The Relentless Ascent
By the time we reached Eastern Oregon, we were two weeks into a three-week vacation. There had been beer and food. And plenty of it — we weren't in the shape we were when we left our home in the desert. But we knew that, should we leave Oregon without backpacking to a glacial lake in the Eagle Cap Wilderness, we'd be heading home emptier somehow.
We'd read about the trail in bits and pieces, and writers ascribed differing lengths to its challenge. One said 7 miles to the lake. Another called it 9 over a relentless ascent of 3,000 feet . Either way, we figured that our respective muscle memories — their vague recollections of healthier days — would get us there. Plus, we'd packed Terminal Gravity's Eagle Cap IPA for camp.

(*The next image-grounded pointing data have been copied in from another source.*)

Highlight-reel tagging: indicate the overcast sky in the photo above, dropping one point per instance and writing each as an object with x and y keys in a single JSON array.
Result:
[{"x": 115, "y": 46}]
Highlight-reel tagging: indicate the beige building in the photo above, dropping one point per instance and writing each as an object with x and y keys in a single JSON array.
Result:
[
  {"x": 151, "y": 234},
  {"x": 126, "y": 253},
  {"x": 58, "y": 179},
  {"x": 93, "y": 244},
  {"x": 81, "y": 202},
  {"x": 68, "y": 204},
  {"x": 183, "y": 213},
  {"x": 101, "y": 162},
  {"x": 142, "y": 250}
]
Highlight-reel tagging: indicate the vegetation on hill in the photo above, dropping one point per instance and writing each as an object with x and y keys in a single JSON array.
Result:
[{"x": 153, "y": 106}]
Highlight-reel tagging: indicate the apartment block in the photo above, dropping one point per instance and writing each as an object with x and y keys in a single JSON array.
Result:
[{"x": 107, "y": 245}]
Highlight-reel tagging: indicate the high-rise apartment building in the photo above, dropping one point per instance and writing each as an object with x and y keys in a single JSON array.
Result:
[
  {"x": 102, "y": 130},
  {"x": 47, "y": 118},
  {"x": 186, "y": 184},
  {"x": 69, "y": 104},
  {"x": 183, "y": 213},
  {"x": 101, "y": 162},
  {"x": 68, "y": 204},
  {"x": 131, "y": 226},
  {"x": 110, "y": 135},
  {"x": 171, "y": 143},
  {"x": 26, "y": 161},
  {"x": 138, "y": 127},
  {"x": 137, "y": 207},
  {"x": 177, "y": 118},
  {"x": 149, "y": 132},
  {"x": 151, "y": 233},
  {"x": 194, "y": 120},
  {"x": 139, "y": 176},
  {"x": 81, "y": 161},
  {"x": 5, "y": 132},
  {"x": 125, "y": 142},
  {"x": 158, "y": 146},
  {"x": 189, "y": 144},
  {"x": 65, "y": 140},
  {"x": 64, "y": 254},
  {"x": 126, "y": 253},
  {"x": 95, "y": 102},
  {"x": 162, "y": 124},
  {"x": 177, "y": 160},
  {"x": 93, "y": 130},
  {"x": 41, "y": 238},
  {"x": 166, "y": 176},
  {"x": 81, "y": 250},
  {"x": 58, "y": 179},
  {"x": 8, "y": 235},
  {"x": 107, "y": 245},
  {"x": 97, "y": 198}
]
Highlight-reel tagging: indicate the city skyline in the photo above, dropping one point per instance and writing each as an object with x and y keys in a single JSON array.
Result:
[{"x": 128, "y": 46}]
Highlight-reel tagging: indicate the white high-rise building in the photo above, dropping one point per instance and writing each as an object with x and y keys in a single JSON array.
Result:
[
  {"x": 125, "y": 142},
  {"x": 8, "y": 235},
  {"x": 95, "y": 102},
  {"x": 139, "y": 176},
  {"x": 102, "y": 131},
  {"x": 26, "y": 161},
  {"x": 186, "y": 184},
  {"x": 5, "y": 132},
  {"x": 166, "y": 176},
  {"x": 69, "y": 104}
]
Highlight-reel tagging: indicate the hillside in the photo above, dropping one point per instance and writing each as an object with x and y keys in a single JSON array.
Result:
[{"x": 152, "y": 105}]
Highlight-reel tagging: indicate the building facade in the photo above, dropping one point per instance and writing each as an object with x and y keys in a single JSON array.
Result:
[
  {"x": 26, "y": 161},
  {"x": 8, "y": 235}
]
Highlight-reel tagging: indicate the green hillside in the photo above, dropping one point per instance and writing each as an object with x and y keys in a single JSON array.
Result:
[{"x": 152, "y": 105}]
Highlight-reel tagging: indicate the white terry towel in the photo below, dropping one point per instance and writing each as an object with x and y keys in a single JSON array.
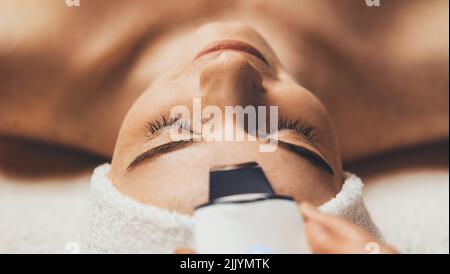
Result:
[{"x": 116, "y": 223}]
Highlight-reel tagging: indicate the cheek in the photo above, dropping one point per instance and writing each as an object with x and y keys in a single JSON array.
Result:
[{"x": 179, "y": 187}]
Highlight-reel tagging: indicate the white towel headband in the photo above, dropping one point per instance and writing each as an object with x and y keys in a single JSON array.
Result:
[{"x": 116, "y": 223}]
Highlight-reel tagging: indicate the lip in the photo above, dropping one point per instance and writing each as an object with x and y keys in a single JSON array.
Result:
[{"x": 232, "y": 45}]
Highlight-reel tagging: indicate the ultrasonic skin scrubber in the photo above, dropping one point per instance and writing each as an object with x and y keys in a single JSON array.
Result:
[{"x": 245, "y": 216}]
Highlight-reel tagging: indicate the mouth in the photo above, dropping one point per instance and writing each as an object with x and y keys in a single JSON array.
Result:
[{"x": 232, "y": 45}]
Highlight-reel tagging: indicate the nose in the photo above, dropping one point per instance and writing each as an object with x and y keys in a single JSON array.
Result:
[{"x": 229, "y": 79}]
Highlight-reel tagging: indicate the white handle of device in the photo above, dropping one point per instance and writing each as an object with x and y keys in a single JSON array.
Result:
[{"x": 267, "y": 225}]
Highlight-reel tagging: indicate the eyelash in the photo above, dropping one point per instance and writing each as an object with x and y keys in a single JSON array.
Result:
[
  {"x": 154, "y": 126},
  {"x": 297, "y": 125}
]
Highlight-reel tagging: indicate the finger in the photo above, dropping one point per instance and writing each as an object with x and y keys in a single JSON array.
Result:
[
  {"x": 339, "y": 225},
  {"x": 184, "y": 251}
]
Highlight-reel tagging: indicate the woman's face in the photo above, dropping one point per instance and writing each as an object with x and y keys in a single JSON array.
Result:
[{"x": 229, "y": 73}]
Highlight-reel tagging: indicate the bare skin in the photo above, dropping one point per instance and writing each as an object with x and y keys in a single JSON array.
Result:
[{"x": 69, "y": 75}]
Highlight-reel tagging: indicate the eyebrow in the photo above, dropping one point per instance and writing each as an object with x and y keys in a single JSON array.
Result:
[{"x": 152, "y": 153}]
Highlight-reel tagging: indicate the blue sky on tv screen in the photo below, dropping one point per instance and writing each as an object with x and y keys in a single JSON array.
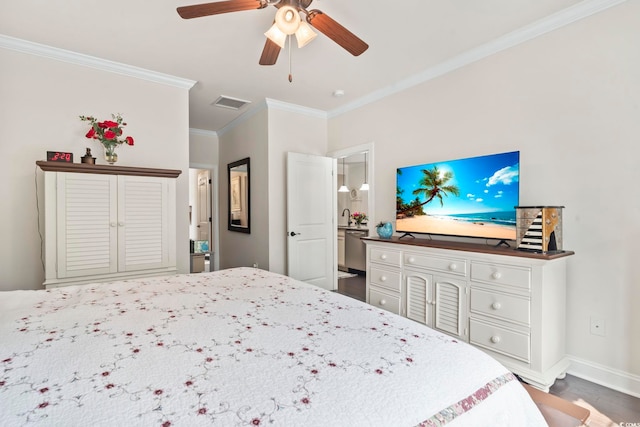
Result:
[{"x": 486, "y": 183}]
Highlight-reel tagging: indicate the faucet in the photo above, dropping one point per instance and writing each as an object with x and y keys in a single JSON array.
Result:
[{"x": 349, "y": 220}]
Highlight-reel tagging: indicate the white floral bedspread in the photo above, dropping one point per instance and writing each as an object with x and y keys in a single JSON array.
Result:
[{"x": 237, "y": 347}]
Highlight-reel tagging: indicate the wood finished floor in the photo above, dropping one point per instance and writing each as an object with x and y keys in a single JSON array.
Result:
[{"x": 609, "y": 408}]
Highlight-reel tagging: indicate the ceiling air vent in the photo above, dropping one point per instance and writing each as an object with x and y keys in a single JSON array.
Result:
[{"x": 230, "y": 103}]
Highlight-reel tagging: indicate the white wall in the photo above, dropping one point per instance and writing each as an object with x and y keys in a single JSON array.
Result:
[
  {"x": 40, "y": 101},
  {"x": 570, "y": 102},
  {"x": 265, "y": 134}
]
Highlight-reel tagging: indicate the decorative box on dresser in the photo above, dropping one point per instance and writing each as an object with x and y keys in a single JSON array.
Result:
[
  {"x": 106, "y": 223},
  {"x": 509, "y": 303}
]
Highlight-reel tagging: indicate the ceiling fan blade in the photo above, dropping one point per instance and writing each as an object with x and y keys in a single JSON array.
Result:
[
  {"x": 336, "y": 32},
  {"x": 269, "y": 53},
  {"x": 206, "y": 9}
]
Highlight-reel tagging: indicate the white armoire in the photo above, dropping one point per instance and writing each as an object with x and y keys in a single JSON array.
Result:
[{"x": 105, "y": 223}]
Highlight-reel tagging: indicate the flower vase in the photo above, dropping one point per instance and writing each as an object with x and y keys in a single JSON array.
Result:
[
  {"x": 385, "y": 230},
  {"x": 110, "y": 155}
]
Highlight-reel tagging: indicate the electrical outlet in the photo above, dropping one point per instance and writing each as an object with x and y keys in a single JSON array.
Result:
[{"x": 598, "y": 326}]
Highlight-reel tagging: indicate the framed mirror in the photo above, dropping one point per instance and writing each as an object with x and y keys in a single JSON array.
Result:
[{"x": 238, "y": 196}]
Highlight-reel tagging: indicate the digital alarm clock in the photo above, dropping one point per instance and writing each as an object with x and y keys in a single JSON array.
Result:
[{"x": 59, "y": 156}]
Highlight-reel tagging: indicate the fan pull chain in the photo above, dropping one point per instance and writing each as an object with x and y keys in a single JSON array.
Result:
[{"x": 290, "y": 75}]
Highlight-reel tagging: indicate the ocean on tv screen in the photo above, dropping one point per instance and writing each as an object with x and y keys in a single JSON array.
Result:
[{"x": 471, "y": 197}]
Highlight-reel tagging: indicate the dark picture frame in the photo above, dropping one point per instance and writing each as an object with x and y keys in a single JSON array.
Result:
[{"x": 239, "y": 196}]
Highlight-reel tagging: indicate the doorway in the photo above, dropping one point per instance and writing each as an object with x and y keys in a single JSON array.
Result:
[
  {"x": 355, "y": 168},
  {"x": 203, "y": 224}
]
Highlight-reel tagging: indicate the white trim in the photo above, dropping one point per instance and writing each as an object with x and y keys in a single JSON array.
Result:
[
  {"x": 202, "y": 132},
  {"x": 68, "y": 56},
  {"x": 558, "y": 20},
  {"x": 294, "y": 108},
  {"x": 615, "y": 379},
  {"x": 255, "y": 109}
]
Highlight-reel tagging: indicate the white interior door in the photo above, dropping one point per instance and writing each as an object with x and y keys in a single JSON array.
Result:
[
  {"x": 204, "y": 207},
  {"x": 311, "y": 232}
]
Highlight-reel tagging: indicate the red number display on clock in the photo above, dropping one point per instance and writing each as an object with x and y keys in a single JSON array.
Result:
[{"x": 59, "y": 156}]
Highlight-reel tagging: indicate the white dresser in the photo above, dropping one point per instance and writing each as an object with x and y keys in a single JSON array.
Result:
[
  {"x": 509, "y": 303},
  {"x": 107, "y": 223}
]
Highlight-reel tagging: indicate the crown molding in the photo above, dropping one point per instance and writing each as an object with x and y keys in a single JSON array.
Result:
[
  {"x": 203, "y": 132},
  {"x": 294, "y": 108},
  {"x": 68, "y": 56},
  {"x": 560, "y": 19},
  {"x": 269, "y": 103}
]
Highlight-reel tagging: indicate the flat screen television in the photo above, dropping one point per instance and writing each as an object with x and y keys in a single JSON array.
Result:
[{"x": 471, "y": 197}]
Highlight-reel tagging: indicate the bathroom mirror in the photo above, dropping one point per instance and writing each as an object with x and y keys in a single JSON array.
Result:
[{"x": 238, "y": 196}]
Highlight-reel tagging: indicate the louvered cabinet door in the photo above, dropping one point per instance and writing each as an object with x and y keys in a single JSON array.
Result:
[
  {"x": 450, "y": 310},
  {"x": 144, "y": 215},
  {"x": 87, "y": 224},
  {"x": 418, "y": 297}
]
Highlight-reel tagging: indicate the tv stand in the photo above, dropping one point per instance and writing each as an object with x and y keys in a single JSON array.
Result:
[
  {"x": 507, "y": 302},
  {"x": 503, "y": 243},
  {"x": 407, "y": 235}
]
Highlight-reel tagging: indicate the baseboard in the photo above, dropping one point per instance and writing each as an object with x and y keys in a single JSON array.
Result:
[{"x": 615, "y": 379}]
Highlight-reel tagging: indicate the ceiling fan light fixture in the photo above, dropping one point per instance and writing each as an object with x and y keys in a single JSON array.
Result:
[
  {"x": 288, "y": 19},
  {"x": 304, "y": 34},
  {"x": 275, "y": 35}
]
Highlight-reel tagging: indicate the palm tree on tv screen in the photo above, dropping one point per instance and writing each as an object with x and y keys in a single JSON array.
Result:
[{"x": 433, "y": 185}]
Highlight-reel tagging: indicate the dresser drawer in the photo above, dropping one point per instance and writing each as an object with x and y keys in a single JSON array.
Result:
[
  {"x": 385, "y": 278},
  {"x": 495, "y": 338},
  {"x": 384, "y": 301},
  {"x": 455, "y": 266},
  {"x": 385, "y": 256},
  {"x": 501, "y": 274},
  {"x": 502, "y": 306}
]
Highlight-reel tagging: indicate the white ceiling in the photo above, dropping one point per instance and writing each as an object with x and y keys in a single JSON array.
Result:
[{"x": 221, "y": 52}]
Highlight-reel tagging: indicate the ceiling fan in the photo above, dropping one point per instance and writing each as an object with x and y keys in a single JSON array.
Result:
[{"x": 287, "y": 22}]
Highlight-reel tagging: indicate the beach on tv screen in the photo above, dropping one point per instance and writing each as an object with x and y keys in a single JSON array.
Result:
[{"x": 471, "y": 197}]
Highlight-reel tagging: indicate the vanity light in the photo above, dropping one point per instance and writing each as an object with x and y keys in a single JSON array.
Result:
[
  {"x": 343, "y": 188},
  {"x": 365, "y": 185}
]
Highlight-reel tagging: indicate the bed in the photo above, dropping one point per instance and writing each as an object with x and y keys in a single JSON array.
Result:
[{"x": 238, "y": 347}]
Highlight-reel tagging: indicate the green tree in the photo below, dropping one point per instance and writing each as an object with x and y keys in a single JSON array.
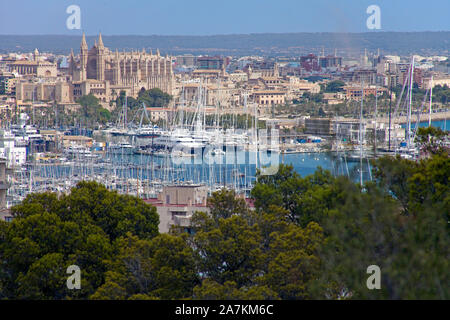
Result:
[{"x": 50, "y": 233}]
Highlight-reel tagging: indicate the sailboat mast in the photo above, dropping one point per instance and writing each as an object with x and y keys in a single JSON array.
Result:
[
  {"x": 411, "y": 83},
  {"x": 360, "y": 132}
]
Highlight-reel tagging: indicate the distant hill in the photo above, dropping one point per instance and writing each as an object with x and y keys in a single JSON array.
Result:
[{"x": 241, "y": 44}]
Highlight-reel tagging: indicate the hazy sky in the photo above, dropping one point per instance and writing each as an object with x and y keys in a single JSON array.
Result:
[{"x": 206, "y": 17}]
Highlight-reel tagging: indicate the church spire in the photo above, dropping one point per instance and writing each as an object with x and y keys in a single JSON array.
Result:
[{"x": 100, "y": 41}]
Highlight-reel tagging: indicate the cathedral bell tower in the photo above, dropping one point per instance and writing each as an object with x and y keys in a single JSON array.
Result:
[
  {"x": 100, "y": 59},
  {"x": 83, "y": 59}
]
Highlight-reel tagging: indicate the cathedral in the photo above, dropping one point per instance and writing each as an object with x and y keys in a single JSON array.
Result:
[{"x": 105, "y": 73}]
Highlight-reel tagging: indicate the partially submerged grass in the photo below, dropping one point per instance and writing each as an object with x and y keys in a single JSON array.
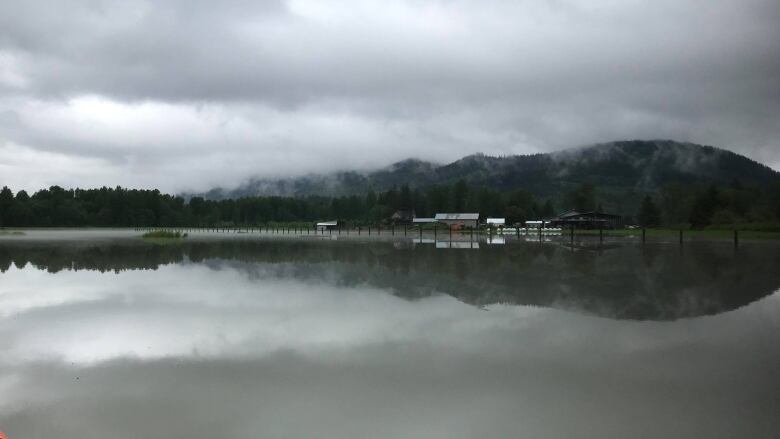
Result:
[
  {"x": 11, "y": 233},
  {"x": 164, "y": 234}
]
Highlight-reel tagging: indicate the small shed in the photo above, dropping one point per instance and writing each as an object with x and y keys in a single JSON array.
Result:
[{"x": 458, "y": 220}]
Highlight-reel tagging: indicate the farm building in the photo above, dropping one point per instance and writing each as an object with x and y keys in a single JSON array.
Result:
[
  {"x": 402, "y": 217},
  {"x": 458, "y": 220},
  {"x": 586, "y": 220}
]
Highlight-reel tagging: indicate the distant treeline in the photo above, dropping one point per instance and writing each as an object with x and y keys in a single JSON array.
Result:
[{"x": 679, "y": 205}]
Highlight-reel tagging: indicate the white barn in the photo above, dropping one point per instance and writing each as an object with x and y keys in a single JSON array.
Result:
[{"x": 458, "y": 220}]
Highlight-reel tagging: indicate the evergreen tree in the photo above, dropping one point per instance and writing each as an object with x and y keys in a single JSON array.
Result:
[{"x": 649, "y": 215}]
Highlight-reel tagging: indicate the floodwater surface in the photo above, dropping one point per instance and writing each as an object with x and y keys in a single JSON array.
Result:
[{"x": 396, "y": 338}]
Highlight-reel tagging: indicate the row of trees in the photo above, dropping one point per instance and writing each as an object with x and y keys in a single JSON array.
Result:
[{"x": 674, "y": 205}]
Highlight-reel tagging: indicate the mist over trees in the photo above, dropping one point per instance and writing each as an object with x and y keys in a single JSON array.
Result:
[{"x": 676, "y": 205}]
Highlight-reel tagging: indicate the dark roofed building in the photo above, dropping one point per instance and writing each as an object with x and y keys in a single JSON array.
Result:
[{"x": 586, "y": 220}]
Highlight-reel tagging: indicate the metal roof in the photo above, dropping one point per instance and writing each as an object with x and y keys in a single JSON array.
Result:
[{"x": 456, "y": 216}]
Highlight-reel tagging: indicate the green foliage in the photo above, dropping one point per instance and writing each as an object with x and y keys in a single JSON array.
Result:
[{"x": 649, "y": 215}]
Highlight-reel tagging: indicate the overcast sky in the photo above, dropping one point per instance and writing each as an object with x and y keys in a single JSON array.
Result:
[{"x": 190, "y": 94}]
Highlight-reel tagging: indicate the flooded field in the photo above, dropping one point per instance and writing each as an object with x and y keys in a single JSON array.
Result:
[{"x": 103, "y": 334}]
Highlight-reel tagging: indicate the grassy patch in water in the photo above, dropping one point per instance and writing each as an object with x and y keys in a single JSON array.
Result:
[{"x": 11, "y": 233}]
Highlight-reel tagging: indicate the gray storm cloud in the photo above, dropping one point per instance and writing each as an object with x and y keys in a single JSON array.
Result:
[{"x": 189, "y": 95}]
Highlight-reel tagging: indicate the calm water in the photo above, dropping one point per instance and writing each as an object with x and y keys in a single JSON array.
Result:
[{"x": 252, "y": 337}]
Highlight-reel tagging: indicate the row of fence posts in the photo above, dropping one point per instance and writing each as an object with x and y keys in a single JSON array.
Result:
[{"x": 295, "y": 230}]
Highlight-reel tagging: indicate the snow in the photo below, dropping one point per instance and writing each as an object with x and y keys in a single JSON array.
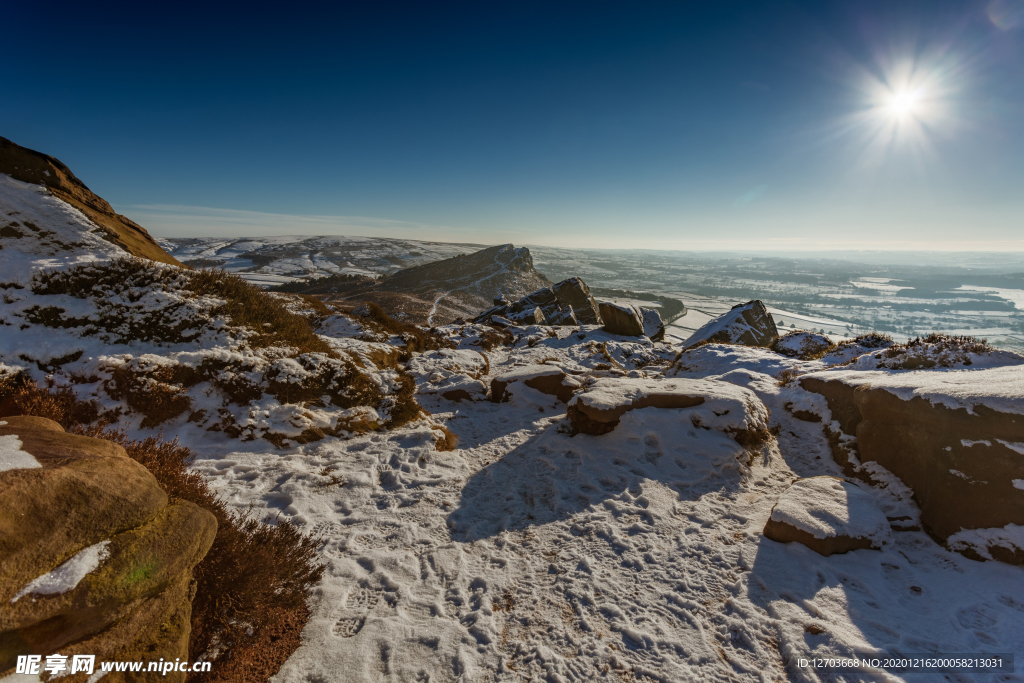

We began hiking on a Thursday at 7:23 a.m., rushing to beat a pack of five fit men in their 20s. We didn't want them to take the best campsites near the lake, so we pushed hard and heavy through the first 1.5 miles of the hike. The men passed us. We traded niceties. Our faces were red and blotchy and drenched in sweat. The men weren't even breathing hard.
But the trail. The trail switchbacked into the Wallowa Mountains, through old-growth forest and meadows ripe with summer wildflowers — lupine, mountain bluebells, penstemon, daisies, coneflowers, wild irises and a half dozen I couldn't name from memory. Waterfalls cut the earth so violently, we could feel their spray from 50 yards away. Fields of granite boulders had fallen from the mountainside like a million giant stars.
We hiked for 4 hours, 9 miles and up 3,000 feet before we reached our destination, that glacial lake at roughly 7,800 feet. And although other campers had reached the water before us, we found our spot along the lake's edge.
The sky broke open. A storm that drove the mosquitos to ground, if only briefly. I read and slept in the tent while Christian fished, and when the clouds cleared, we hiked to the other side of the peninsula. The Matterhorn, a popular second segment of the hike called, but we ignored the voice — our legs and our lungs were done for the day. That monster we'd have to revisit.
Come nightfall, cold. But we slept early and fast. Until two men traipsed through our camp to set theirs. Headlamps. Talk. The violation of so many spoken and unspoken rules of the wild.
Morning. Eggs on the ultralight frying pan we'd treated ourselves to. Whispers as we broke down camp and moved on, stopping here and there to photograph the changing sky. Muscle memory back down the mountain.